“I say,” said he, returning to the spot, and wrenching the tool from Oliver’s hand; “I say—don’t you meddle any more. The curiosity is mine, you know. I found it, and it’s mine.”
“What will you do with it?” asked Oliver, who saw that, even now, Roger rather shrank from touching the limbs, and turned away from the open eyes of the body.
“It will make a show. If I don’t happen to see the earl, so as to get gold for it, I’ll make people give me a penny a piece to see it; and that will be as good as gold presently.”
“I wish you would bury it,” earnestly exclaimed Oliver, as the thought occurred to him that the time might come, though perhaps hundreds of years hence, when dear little George’s body might be found in like manner. He could not endure the idea of that body being ever made a show of.

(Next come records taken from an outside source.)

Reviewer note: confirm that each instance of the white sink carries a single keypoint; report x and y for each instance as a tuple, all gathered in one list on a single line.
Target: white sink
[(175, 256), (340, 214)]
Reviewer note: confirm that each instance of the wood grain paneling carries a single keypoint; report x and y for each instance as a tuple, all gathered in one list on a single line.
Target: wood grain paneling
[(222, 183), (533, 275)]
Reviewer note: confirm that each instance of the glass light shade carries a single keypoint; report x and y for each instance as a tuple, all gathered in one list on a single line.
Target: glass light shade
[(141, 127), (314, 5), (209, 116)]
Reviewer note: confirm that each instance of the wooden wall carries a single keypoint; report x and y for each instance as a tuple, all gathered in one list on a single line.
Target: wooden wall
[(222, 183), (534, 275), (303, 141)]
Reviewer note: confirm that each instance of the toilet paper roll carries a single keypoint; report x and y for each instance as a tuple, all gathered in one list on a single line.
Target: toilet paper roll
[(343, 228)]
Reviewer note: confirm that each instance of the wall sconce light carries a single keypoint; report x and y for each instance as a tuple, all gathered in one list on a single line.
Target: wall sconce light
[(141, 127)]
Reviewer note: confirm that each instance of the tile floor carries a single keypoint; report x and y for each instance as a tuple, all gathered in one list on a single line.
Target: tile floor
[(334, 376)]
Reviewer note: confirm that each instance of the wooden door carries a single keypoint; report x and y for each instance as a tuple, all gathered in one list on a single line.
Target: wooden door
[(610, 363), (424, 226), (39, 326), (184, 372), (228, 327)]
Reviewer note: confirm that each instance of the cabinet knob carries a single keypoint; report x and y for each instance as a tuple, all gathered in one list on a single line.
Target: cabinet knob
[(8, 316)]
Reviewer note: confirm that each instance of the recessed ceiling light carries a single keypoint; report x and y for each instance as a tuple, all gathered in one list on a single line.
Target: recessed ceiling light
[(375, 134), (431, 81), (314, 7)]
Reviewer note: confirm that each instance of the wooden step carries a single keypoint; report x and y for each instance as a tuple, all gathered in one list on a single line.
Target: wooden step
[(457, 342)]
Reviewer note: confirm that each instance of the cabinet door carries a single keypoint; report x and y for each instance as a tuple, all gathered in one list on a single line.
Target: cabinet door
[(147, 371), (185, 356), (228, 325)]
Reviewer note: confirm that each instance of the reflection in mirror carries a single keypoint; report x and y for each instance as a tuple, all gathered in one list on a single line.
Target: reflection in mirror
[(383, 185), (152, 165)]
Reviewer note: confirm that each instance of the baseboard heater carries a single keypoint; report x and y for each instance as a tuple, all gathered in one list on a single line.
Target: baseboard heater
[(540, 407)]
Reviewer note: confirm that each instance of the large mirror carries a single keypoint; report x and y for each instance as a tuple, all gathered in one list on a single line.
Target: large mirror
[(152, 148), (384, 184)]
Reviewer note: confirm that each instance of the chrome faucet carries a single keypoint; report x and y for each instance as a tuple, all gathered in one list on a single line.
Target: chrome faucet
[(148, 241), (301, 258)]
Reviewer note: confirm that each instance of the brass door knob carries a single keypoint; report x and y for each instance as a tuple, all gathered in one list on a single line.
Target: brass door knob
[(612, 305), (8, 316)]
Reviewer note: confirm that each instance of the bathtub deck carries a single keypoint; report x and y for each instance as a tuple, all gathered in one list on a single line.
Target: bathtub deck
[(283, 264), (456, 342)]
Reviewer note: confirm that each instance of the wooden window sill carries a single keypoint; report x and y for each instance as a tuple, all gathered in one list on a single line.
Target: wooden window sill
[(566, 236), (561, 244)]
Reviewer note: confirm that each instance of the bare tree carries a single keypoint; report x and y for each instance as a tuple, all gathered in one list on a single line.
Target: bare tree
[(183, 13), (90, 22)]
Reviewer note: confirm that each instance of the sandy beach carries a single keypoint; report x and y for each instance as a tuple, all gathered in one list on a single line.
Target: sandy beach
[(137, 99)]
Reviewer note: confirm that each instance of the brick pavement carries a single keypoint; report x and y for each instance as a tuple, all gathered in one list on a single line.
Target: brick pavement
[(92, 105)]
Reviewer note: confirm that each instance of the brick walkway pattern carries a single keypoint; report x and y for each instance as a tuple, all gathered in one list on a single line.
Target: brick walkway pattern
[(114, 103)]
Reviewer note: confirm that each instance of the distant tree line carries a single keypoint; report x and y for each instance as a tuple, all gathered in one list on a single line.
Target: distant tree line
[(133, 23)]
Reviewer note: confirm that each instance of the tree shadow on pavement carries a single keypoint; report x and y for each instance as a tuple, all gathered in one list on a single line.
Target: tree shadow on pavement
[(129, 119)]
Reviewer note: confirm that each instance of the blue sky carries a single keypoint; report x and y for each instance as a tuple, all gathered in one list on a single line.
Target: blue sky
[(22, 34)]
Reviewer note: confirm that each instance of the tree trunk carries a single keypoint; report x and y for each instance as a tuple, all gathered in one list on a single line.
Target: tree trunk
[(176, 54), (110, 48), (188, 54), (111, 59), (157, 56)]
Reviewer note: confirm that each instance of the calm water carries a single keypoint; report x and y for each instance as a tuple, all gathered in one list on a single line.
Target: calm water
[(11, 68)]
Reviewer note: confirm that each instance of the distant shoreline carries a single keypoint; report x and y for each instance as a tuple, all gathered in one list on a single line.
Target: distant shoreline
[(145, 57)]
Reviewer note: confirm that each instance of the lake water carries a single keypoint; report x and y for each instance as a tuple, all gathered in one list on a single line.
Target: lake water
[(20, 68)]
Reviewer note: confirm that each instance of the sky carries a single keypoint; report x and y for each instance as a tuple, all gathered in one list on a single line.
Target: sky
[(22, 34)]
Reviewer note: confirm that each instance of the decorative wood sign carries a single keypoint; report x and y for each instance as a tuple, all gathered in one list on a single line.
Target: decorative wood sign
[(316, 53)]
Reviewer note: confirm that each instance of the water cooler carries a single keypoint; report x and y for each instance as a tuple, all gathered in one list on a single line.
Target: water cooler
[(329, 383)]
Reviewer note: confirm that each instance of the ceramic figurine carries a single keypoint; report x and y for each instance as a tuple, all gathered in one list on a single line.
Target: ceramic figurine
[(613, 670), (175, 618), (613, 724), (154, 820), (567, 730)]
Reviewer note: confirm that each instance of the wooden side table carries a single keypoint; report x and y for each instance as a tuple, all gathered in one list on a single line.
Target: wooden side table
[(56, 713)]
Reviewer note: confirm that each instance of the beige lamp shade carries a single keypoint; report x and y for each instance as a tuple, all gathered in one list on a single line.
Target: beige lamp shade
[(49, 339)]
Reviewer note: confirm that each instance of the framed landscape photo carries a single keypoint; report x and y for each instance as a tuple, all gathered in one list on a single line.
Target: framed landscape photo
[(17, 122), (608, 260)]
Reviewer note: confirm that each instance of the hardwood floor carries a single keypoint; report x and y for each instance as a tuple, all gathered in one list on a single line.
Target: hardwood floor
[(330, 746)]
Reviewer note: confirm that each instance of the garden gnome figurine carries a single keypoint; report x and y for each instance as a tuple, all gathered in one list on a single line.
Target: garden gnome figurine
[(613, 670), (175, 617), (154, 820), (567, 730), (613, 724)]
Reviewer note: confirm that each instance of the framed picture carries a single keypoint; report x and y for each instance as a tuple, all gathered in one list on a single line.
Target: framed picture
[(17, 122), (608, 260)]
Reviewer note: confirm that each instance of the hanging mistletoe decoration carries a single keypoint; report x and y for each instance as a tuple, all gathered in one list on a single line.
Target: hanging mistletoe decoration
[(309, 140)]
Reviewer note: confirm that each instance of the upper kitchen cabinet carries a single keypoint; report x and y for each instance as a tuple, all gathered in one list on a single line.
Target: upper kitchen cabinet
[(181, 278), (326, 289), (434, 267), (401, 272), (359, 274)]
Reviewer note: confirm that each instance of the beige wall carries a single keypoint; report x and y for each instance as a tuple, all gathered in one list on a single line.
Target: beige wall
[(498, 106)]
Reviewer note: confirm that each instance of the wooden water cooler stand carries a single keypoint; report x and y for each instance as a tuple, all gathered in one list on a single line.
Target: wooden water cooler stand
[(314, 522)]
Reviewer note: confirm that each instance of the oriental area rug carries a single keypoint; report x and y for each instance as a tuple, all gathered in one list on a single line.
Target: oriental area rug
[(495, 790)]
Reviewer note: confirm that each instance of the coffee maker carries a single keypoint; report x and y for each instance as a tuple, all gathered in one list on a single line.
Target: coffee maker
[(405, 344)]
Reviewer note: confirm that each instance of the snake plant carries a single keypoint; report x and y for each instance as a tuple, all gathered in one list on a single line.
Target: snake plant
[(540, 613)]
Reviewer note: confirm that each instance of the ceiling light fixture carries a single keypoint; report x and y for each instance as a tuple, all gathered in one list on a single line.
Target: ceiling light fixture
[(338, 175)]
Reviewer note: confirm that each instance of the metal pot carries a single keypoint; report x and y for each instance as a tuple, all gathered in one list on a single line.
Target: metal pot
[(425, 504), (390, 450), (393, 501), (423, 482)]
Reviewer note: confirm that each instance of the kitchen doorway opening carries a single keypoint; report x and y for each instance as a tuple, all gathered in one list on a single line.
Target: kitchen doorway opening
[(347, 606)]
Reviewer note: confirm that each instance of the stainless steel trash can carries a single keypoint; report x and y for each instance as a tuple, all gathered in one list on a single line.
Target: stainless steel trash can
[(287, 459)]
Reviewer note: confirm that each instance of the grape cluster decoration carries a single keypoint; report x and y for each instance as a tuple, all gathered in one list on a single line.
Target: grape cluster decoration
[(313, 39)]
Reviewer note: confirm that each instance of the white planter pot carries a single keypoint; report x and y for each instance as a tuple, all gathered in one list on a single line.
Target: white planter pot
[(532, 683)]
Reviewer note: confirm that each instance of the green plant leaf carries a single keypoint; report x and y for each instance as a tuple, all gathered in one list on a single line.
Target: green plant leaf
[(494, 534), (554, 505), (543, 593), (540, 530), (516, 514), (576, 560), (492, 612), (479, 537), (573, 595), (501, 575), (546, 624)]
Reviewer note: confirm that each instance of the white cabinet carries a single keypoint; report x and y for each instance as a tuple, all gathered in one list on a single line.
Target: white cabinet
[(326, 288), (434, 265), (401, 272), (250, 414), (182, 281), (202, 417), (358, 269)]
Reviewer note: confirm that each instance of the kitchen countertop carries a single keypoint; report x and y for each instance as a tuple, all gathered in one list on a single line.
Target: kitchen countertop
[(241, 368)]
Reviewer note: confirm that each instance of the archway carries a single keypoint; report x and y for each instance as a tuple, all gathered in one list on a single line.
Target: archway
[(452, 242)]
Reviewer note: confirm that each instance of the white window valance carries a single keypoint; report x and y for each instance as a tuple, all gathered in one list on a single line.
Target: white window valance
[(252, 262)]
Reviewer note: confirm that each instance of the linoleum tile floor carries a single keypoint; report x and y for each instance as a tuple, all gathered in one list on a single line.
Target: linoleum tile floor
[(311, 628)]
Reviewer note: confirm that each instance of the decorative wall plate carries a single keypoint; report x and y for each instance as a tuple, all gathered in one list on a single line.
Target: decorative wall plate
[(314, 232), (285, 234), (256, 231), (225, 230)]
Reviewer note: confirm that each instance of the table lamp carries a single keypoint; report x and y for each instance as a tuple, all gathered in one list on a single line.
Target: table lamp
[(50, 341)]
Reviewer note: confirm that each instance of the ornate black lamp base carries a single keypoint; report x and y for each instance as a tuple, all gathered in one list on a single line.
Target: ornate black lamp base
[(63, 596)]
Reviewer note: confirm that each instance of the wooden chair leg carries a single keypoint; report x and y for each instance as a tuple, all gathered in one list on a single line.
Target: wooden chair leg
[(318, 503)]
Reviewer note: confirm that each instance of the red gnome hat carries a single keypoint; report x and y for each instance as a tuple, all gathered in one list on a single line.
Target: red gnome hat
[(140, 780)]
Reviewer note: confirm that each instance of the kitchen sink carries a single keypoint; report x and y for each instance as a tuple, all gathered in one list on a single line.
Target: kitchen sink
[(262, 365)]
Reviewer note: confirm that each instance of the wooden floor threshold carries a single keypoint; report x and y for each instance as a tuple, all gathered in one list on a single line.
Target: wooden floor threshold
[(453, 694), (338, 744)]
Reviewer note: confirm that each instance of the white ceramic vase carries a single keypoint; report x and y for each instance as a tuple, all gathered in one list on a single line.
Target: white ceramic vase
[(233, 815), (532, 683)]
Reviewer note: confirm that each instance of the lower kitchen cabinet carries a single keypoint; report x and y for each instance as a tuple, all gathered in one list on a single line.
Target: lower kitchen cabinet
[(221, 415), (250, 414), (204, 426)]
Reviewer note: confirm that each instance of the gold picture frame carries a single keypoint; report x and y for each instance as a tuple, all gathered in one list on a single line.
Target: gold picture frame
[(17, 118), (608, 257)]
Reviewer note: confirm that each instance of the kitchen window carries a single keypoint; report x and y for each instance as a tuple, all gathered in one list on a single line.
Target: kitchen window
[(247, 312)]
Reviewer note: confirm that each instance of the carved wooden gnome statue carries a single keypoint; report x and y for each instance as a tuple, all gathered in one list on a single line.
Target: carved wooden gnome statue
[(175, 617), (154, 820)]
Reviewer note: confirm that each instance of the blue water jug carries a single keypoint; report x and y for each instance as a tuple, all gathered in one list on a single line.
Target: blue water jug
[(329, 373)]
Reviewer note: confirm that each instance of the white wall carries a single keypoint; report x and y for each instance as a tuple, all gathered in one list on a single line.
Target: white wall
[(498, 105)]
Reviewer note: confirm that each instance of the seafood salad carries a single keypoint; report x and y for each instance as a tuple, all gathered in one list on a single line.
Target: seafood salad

Of course, Roger would not hear of giving up his treasure; and Oliver was walking away, when Roger called after him—
“Don’t go yet, Oliver. Wait a minute, and I will come with you.”
Oliver proceeded, however, thinking that Roger would have to acquire some courage yet before he could carry about his mummy for a show.
Oliver was only going for Mildred—to let her see, before it was quite dark, what had been done, and what found. When they returned, Roger was standing at some distance from the bank, apparently watching his mummy as it lay in the cleft that he had cleared. He started when he heard Mildred’s gentle voice exclaiming at its being so small and so dark-coloured. She next wondered how old it was.
After the boys had examined the ground again, and put together all they had heard about the ancient condition of the Levels, they agreed that this person must have been buried, or have died alone in the woods, before the district became a marsh. Pastor Dendel had told Oliver about the thick forest that covered these lands when the Romans invaded Britain; and how the inhabitants fled to the woods, and so hid themselves there that the Roman soldiers had to cut down the woods to get at them; and how the trees, falling across the courses of the streams, dammed them up, so that the surrounding soil was turned into a swamp; and how mosses and water-plants grew over the fallen trees, and became matted together, so that more vegetation grew on the top of that, till the ancient forest was, at length, quite buried in the carr. Oliver now reminded his sister of all this: and they looked with a kind of veneration on the form which they supposed was probably that of an ancient Briton, who, flying from the invaders, into the recesses of the forest, had perished there alone. There was no appearance of his having been buried. No earthen vessels, or other remains, such as were usually found in the graves of the ancients, appeared to be contained in the bank. If he had died lying along the ground, his body would have decayed like other bodies, or been devoured by wild beasts. Perhaps he was drowned in one of the ponds or streams of the forest, and the body, being immediately washed over with sand or mud, was thus preserved.
“What is the use of guessing and guessing?” exclaimed Roger. “If people should dig up George’s bones, out of this bank, a thousand years hence, and find them lying in a sort of oven, as they would call it, with a fine carved stone for one of the six sides, do you think they could ever guess how all these things came to be here?”